Emmanuel Macron a multiplié les annonces, confirmant plusieurs points de son programme, lundi à Versailles, devant le Parlement réuni en Congrès. Levée de l'état d'urgence, réduction du nombre de parlementaires, introduction d'une dose de proportionnelle aux législatives... Autant de réformes qui nécessiteront parfois de modifier la Constitution. Sont-elles toutes faisables ? Oui, selon Didier Maus, invité d'Europe nuit, lundi soir. "On ne veut pas bouleverser les institutions, mais changer les habitudes", assure le spécialiste du droit constitutionnel. E

Entre six mois et un an pour redessiner les circonscriptions. Pour supprimer un tiers des députés et sénateurs, "techniquement, il n'y a aucun problème", juge l'expert. "Il faut une loi organique parce que le plafond est dans la Constitution, mais cela ne pose pas de problème." Quant à la proportionnelle, une loi ordinaire modifiant la loi électorale suffirait. "Après, si on met une dose de proportionnelle, ça veut dire qu'il y aura X% de députés qui ne seront pas élus au scrutin majoritaire. Donc automatiquement, si vous combinez les deux, il va falloir redécouper les circonscriptions, c'est un travail dont on a l'habitude : on le fait une fois tous les vingt ans", explique Didier Maus. "Il y a une commission indépendante qui donne son avis : il y en a pour six mois, huit mois, un an, et ce n'est applicable que la deuxième fois." 

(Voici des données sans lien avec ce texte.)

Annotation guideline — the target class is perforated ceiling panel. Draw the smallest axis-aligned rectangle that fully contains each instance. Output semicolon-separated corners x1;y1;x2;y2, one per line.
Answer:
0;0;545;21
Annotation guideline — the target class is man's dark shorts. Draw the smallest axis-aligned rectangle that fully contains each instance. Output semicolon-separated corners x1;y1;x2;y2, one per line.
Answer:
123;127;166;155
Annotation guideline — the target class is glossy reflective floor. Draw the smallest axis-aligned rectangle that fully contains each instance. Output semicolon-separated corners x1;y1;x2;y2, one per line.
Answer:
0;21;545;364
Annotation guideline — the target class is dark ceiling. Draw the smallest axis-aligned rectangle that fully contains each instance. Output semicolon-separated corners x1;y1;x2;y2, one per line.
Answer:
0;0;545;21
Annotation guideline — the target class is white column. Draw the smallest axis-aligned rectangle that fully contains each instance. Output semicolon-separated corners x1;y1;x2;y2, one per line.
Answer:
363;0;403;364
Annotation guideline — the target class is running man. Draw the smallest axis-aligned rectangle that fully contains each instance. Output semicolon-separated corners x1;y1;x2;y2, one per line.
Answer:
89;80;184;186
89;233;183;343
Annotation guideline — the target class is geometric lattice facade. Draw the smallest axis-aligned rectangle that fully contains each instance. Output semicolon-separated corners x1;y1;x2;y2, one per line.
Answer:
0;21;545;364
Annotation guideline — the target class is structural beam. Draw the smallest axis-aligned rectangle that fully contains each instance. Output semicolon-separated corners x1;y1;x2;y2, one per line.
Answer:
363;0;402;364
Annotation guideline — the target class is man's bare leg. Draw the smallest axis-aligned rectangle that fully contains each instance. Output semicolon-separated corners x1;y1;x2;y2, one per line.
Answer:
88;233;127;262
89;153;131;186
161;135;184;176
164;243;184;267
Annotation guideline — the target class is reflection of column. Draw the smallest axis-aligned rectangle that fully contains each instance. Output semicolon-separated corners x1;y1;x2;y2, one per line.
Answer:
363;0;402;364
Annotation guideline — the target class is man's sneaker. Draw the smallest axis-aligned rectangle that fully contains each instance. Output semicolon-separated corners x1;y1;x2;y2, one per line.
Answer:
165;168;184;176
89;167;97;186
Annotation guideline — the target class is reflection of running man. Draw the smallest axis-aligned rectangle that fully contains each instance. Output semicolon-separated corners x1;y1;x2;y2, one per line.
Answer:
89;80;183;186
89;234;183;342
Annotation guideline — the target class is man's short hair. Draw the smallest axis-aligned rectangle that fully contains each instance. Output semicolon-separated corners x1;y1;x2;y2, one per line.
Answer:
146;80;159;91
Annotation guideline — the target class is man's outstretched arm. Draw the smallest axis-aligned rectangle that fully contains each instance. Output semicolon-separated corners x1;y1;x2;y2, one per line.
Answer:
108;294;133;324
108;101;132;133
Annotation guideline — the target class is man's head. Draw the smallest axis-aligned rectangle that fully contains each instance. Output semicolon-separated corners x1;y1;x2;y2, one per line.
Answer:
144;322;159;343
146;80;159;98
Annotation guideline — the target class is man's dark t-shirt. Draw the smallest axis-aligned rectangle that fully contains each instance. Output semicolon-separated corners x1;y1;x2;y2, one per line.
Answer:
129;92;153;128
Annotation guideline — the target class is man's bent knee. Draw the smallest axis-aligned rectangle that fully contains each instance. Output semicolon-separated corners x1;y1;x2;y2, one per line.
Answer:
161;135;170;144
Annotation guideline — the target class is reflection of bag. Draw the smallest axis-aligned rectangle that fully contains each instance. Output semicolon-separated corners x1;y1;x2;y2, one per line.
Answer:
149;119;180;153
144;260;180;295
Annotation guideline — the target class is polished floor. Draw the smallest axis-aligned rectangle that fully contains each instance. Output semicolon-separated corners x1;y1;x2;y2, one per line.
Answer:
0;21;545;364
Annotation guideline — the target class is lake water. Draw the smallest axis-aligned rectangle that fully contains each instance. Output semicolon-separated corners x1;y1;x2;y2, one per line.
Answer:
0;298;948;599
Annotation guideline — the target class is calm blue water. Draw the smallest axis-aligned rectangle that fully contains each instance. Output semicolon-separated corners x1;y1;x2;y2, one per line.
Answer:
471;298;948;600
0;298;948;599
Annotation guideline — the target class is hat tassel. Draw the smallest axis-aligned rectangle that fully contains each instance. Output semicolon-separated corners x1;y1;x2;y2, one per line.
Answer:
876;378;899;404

" Peut-être le Premier ministre sera-t-il un peu plus loquace...  "

La proportionnelle, entre "gadget" et plafond. Le constitutionnaliste est plus sceptique sur les contours de la "dose" de proportionnelle, pour l'instant selon lui très flous. "Qu'est ce que c'est ? On n'en sait rien. Prenez un exemple : vous avez 200 députés, vous dites qu'il y en a 180 qui sont élus au scrutin majoritaire et 20 à la proportionnelle, ou vous dites qu'il y en a 160 qui sont élus au scrutin majoritaire et 40 à la proportionnelle... Dix pour cent, c'est un gadget. Vingt pour cent, c'est considéré par beaucoup d'observateurs comme étant un plafond. Entre les deux, qu'est-ce qu'on fait ? Peut-être le Premier ministre (qui doit prononcer son discours de politique générale mardi, ndlr) sera-t-il un peu plus loquace demain que ne l'a été le président aujourd'hui."

Quant à la promesse d'Emmanuel Macron de réunir le Parlement en Congrès une fois par an, elle est parfaitement conforme à la Constitution depuis la réforme initiée par Nicolas Sarkozy en 2009, selon Didier Maus, qui pointe un risque plus politique : "'cela veut aussi dire qu'il va falloir qu'il rende compte de ce qu'il fait. Certes, il n'y a pas de vote, mais il faudra qu'il s'explique. Aller à Versailles pour ne rien dire, très honnêtement, ça ne sert à rien."